Luke Fowler

Two-Frame Films (2006-2012)

The “two frame’ photograph series developed whilst I was on residency in Bamberg, Germany in 2006. A photographer friend used to loan me cameras when I was away on trips. Mostly I would borrow small and light cameras from him, the results were average, nothing more or less than documentation, I did not feel much affinity with the photographs I brought back. Then after several years of this proceedure something quite shocking happened. I had borrowed an Olympus Pen F- a half frame camera first introduced in the Sixties. I made some tests on an old colour negative fujifilm with the camera. I took portraits of my fellow residents in Bamberg and filled the rest with shots of a parade celebrating a traditional catholic ritual. Some months later I took the film to an over the counter photolab to be processed, the results which came back surprised and fascinated me. For a start there were two images in each frame (due to the fact that the lab did not have the correct framing to print this obsolete format). There were some other special qualities too; the white space around the image, the black dividing line and frame lines that were always slightly different, creating a sense of tension These factors, in combination with the century old ritual that I documented , made it difficult to place the date in which the photographs were taken.

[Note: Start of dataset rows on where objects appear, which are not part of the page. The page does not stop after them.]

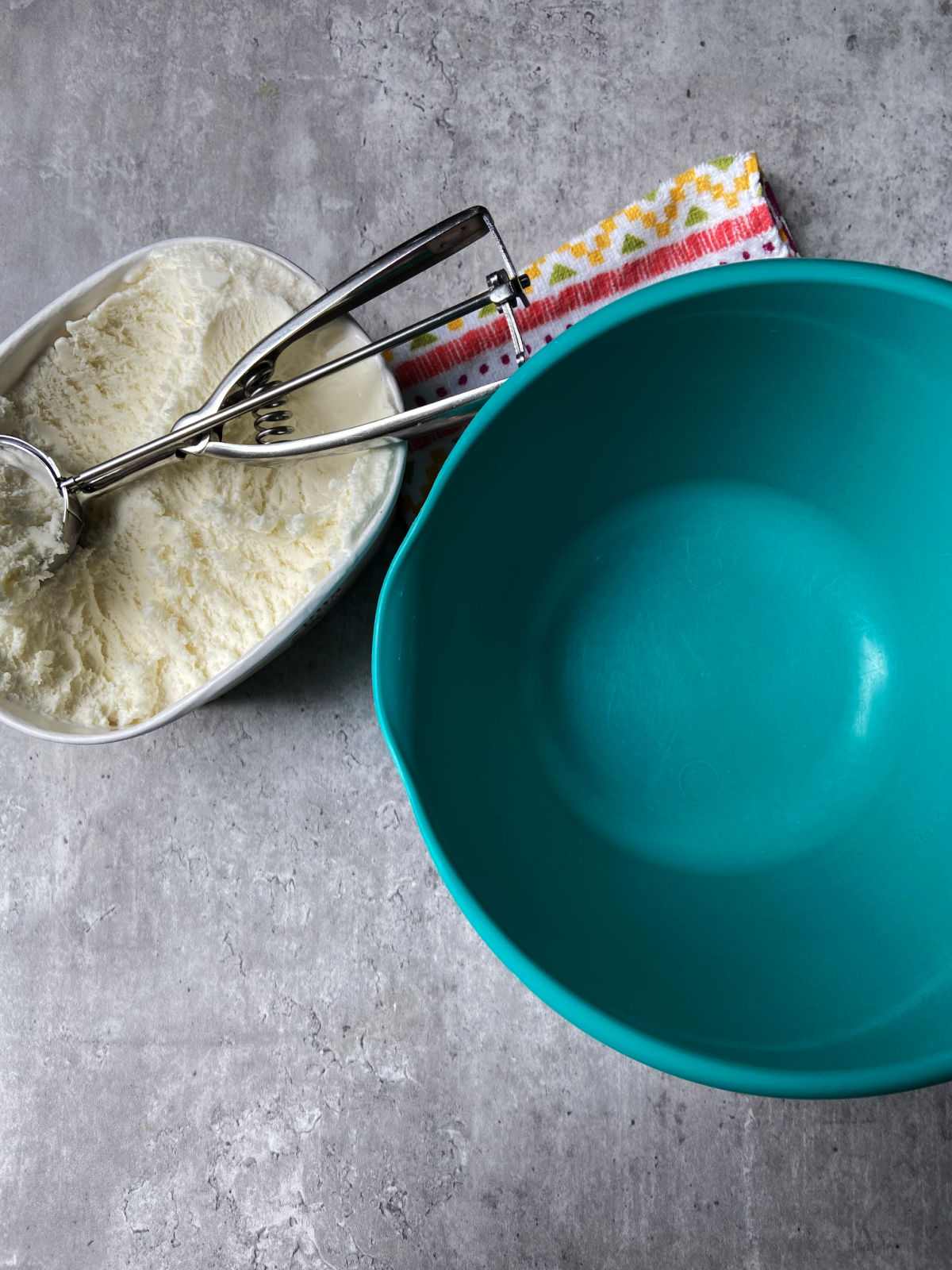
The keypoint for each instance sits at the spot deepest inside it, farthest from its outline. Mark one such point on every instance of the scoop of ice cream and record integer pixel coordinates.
(31, 521)
(186, 569)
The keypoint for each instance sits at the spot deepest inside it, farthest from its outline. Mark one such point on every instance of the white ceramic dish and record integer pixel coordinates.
(21, 349)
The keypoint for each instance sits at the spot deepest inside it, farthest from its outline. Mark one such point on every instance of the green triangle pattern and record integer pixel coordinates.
(560, 273)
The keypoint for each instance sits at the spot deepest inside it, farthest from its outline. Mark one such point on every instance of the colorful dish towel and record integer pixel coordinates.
(719, 213)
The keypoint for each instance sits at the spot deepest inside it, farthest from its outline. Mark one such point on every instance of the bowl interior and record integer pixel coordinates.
(666, 667)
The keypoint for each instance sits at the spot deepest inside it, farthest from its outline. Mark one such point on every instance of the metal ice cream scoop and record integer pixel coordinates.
(249, 387)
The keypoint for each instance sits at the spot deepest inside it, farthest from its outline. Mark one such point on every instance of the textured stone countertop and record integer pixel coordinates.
(241, 1022)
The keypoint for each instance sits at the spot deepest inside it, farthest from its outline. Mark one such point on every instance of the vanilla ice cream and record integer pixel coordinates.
(184, 571)
(31, 522)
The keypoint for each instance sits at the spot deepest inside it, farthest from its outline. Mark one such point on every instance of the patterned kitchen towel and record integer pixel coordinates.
(716, 214)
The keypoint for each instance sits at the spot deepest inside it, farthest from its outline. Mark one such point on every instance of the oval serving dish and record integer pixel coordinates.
(25, 346)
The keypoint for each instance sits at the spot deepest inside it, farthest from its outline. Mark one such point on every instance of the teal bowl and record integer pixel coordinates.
(666, 668)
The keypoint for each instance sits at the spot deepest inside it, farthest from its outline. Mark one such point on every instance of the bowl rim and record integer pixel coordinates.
(305, 613)
(682, 1060)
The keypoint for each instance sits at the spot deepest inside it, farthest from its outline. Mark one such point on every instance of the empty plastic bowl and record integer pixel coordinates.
(666, 668)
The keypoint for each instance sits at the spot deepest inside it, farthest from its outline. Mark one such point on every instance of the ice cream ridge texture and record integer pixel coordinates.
(182, 572)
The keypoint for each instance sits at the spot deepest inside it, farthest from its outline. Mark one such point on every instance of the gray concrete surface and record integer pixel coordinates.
(241, 1022)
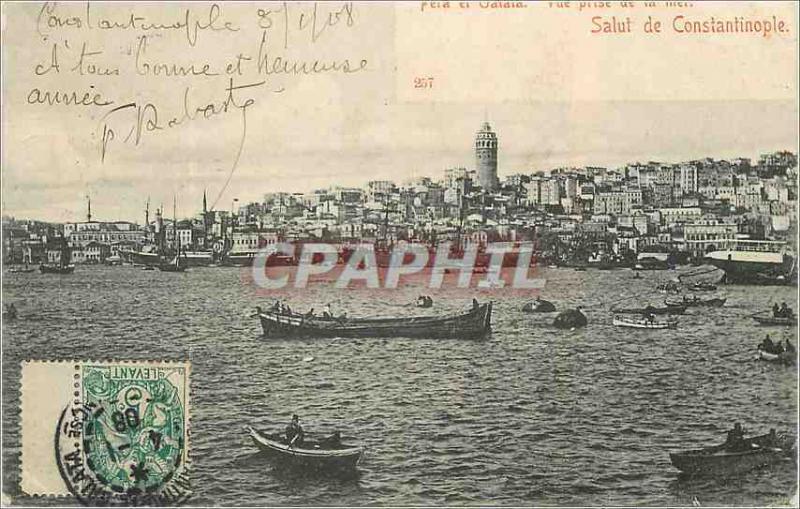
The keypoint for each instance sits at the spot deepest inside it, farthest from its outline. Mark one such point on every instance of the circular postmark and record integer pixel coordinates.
(123, 438)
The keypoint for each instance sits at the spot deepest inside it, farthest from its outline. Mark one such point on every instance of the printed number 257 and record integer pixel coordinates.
(426, 82)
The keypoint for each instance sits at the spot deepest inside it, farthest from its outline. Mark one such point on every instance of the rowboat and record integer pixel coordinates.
(636, 322)
(311, 455)
(475, 323)
(702, 286)
(772, 320)
(539, 306)
(570, 319)
(720, 460)
(651, 310)
(715, 302)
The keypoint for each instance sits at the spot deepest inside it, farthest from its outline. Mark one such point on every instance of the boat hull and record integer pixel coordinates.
(724, 463)
(669, 310)
(328, 460)
(542, 306)
(713, 303)
(769, 320)
(754, 268)
(471, 325)
(642, 324)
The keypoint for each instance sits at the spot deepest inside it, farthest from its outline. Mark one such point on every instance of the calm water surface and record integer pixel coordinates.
(530, 415)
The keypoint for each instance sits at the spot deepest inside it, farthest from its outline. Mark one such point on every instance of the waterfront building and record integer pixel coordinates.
(708, 234)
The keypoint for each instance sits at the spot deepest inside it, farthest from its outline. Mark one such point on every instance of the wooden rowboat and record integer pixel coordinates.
(719, 460)
(475, 323)
(311, 455)
(539, 306)
(715, 302)
(668, 310)
(771, 320)
(637, 322)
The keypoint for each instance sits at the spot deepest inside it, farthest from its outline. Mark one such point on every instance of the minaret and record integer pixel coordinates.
(486, 158)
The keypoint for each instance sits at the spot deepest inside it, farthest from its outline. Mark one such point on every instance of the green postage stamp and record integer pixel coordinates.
(101, 431)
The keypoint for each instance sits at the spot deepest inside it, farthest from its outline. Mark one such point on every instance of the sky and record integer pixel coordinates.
(307, 132)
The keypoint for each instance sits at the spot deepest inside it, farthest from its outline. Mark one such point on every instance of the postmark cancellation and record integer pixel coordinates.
(106, 431)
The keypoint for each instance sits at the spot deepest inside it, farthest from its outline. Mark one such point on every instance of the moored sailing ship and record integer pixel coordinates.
(756, 262)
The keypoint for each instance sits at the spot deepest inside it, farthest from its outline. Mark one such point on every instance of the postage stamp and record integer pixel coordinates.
(106, 432)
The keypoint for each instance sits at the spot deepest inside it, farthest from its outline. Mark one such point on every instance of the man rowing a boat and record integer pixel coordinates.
(735, 441)
(294, 431)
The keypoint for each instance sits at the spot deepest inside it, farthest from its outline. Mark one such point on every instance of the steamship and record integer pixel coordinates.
(756, 262)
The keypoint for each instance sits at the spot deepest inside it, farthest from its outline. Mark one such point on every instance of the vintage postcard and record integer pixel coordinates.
(413, 253)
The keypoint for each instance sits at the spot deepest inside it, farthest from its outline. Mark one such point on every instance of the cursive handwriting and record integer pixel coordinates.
(68, 98)
(190, 24)
(147, 118)
(314, 23)
(280, 65)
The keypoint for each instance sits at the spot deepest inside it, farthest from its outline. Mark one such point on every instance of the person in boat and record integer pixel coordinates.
(294, 431)
(333, 441)
(767, 345)
(735, 441)
(11, 311)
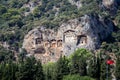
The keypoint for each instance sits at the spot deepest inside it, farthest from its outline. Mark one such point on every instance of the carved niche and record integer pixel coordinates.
(69, 36)
(81, 40)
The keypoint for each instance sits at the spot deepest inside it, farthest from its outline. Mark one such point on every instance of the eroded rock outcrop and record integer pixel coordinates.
(110, 5)
(85, 32)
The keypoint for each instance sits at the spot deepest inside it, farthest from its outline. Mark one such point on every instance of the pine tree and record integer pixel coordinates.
(62, 67)
(94, 68)
(39, 72)
(117, 70)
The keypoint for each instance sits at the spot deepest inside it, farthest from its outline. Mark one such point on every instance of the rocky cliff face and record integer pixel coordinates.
(110, 5)
(87, 32)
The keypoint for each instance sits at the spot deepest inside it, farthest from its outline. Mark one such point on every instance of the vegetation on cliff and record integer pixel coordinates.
(17, 17)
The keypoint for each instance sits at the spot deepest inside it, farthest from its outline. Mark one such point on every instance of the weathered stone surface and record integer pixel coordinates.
(85, 32)
(110, 5)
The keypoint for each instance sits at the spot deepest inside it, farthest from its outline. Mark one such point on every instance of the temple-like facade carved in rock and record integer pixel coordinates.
(84, 32)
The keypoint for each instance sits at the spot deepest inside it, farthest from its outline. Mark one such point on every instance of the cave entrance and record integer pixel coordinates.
(38, 41)
(81, 39)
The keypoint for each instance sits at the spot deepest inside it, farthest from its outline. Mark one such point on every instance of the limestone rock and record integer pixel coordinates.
(110, 5)
(84, 32)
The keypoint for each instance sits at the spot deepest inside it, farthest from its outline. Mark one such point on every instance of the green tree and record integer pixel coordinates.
(62, 67)
(76, 77)
(117, 69)
(94, 68)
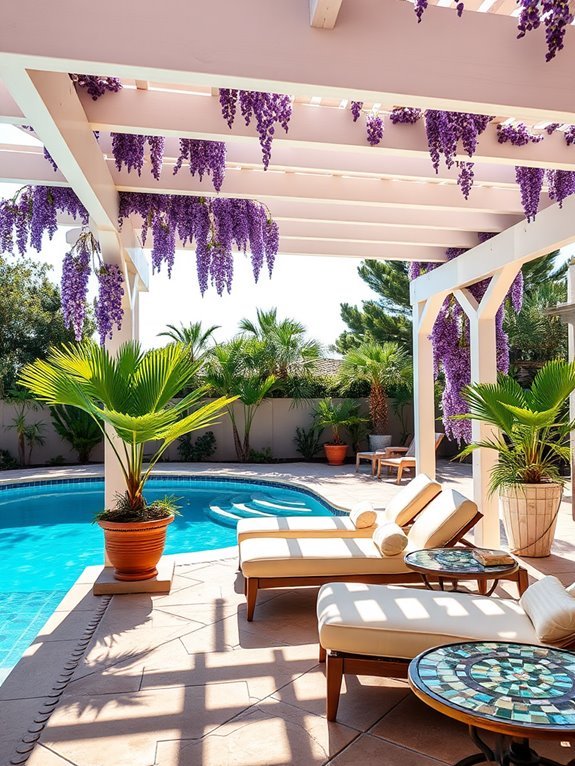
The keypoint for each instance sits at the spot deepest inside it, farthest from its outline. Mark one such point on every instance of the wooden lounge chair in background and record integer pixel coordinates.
(405, 462)
(287, 562)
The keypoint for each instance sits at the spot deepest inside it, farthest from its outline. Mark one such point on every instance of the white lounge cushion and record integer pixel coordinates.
(314, 556)
(551, 610)
(399, 622)
(411, 499)
(301, 526)
(390, 539)
(444, 517)
(363, 515)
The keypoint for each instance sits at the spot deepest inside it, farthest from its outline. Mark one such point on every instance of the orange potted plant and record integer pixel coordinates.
(337, 416)
(134, 393)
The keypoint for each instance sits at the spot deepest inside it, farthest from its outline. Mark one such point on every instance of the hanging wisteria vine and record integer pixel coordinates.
(212, 225)
(268, 110)
(97, 86)
(444, 132)
(203, 158)
(450, 339)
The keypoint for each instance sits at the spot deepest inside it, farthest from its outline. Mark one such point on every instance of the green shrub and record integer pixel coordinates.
(197, 451)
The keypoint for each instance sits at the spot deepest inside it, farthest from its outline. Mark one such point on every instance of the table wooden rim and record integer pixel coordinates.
(522, 731)
(451, 574)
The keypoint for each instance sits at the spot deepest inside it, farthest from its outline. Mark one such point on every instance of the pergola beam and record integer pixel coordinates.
(323, 13)
(394, 60)
(317, 129)
(553, 229)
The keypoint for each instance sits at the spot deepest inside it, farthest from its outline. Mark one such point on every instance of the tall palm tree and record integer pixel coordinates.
(382, 366)
(194, 336)
(134, 393)
(235, 370)
(285, 342)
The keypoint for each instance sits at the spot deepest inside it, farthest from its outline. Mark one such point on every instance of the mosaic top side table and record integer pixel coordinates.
(518, 691)
(456, 564)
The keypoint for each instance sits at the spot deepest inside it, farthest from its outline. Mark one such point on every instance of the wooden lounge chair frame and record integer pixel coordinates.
(253, 584)
(340, 663)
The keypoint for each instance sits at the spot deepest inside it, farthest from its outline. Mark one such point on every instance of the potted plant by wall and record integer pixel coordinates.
(532, 442)
(337, 416)
(132, 398)
(382, 366)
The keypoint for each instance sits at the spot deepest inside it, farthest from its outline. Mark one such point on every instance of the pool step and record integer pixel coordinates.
(228, 510)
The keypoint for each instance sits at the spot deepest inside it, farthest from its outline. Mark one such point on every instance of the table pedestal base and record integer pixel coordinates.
(508, 752)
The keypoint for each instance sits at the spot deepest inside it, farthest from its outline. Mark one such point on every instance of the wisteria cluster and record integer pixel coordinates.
(76, 269)
(450, 339)
(405, 115)
(530, 182)
(108, 305)
(374, 128)
(129, 149)
(444, 132)
(213, 226)
(33, 212)
(97, 86)
(356, 107)
(518, 135)
(203, 158)
(555, 15)
(561, 184)
(268, 110)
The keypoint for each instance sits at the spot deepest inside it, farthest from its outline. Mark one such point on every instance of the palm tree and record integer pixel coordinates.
(235, 370)
(382, 366)
(287, 348)
(194, 336)
(134, 393)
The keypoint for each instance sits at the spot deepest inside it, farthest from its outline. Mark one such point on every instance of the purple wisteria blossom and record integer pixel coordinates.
(108, 304)
(267, 110)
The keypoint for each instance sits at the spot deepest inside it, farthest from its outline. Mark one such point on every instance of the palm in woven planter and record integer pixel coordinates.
(132, 398)
(531, 431)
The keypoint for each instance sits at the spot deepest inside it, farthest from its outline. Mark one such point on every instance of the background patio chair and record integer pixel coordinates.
(405, 462)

Since that initial shock of several chance co-ordinates coming together to create a sort of alchemy, I have embraced the role that chance plays in the making of these works. Using a multitude of film stocks and experimenting with different subjects and framing. I sometimes see these compositions in musical terms- as solos or accompaniments, signal to noise, monophonic or polyphonic.

I consider the photographs as an inextricable part of my filmmaking. A sort of visual notebook of meetings and encounters with friends and strangers, of events and moments, of the production of social and personal space, of weather and everyday phenomena- of the conditions of material reality.